Tumor necrosis factor alpha (TNFα) is a cytokine produced by numerous cell types, including monocytes and macrophages, that was originally identified based on its ability to induce the necrosis of certain mouse tumors. Subsequently, a factor termed cachectin, associated with cachexia, was shown to be identical to TNFα. TNFα has been implicated in the pathophysiology of a variety of other human diseases and disorders, including shock, sepsis, infections, autoimmune diseases, RA, Crohn's disease, transplant rejection and graft-versus-host disease.
Because of the harmful role of human TNFα (hTNFα) in a variety of human disorders, therapeutic strategies have been designed to inhibit or counteract hTNFα activity. In particular, antibodies that bind to, and neutralize, hTNFα have been sought as a means to inhibit hTNFα activity. Some of the earliest of such antibodies were mouse monoclonal antibodies (mAbs) secreted by hybridomas prepared from lymphocytes of mice immunized with hTNFα (see, e.g., U.S. Pat. No. 5,231,024). While these mouse anti-hTNFα antibodies often displayed high affinity for hTNFα and were able to neutralize hTNFα activity, their use in vivo has been limited by problems associated with the administration of mouse antibodies to humans, such as a short serum half-life, an inability to trigger certain human effector functions, and elicitation of an unwanted immune response against the mouse antibody in a human (the “human anti-mouse antibody” (HAMA) reaction).
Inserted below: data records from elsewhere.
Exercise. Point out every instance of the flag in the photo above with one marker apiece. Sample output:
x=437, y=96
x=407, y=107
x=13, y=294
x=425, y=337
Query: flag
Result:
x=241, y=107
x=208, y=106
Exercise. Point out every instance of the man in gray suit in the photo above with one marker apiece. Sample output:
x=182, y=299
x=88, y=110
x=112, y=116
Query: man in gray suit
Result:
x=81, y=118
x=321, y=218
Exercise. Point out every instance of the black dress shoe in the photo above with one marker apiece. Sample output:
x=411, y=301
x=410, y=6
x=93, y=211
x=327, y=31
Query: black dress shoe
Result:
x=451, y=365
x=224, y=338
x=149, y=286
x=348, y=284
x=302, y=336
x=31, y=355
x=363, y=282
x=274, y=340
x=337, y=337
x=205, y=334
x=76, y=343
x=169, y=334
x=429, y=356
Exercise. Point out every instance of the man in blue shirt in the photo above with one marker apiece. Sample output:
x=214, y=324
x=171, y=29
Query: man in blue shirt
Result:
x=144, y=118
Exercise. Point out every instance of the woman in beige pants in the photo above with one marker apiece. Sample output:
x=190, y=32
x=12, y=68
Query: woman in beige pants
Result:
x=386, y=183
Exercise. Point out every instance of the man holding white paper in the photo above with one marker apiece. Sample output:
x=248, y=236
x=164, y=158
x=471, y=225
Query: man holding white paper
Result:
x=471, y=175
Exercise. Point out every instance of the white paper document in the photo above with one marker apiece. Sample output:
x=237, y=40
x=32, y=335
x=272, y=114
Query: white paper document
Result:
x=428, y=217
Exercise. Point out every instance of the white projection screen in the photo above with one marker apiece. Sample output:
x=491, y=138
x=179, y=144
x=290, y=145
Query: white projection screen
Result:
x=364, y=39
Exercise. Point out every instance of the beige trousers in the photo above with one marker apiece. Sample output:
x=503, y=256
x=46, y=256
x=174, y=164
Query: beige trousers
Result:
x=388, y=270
More recently, biological therapies have been applied to the treatment of autoimmune disorders such as rheumatoid arthritis. For example, four TNFα inhibitors, REMICADE™ (infliximab), a chimeric anti-TNFα mAb, ENBREL™ (etanercept), a TNFR-Ig Fc fusion protein, HUMIRA™ (adalimumab), a human anti-TNFα mAb, and CIMZIA® (certolizumab pegol), a PEGylated Fab fragment, have been approved by the FDA for treatment of rheumatoid arthritis. CIMZIA® is also used for the treatment of moderate to severe Crohn's disease (CD). While such biologic therapies have demonstrated success in the treatment of rheumatoid arthritis and other autoimmune disorders such as CD, not all subjects treated respond, or respond well, to such therapy.
Moreover, administration of TNFα inhibitors can induce an immune response to the drug and lead to the production of anti-drug antibodies (ADA) such as human anti-chimeric antibodies (HACA), human anti-humanized antibodies (HAHA), and human anti-mouse antibodies (HAMA). Such HACA, HAHA, or HAMA immune responses can be associated with hypersensitive reactions and dramatic changes in pharmacokinetics and biodistribution of the immunotherapeutic TNFα inhibitor that preclude further treatment with the drug. In addition, the presence of particular isotypes of HACA, HAHA, or HAMA is associated with different clinical outcomes in subjects receiving anti-TNFα therapy.
Accordingly, there is a need in the art for assays to detect the presence or level of a specific ADA isotype or a particular combination of ADA isotypes in a sample. There is also a need in the art for methods to select an appropriate course of anti-TNFα therapy, to monitor anti-TNFα therapy, and/or to guide treatment decisions. The present invention satisfies these needs and provides related advantages as well.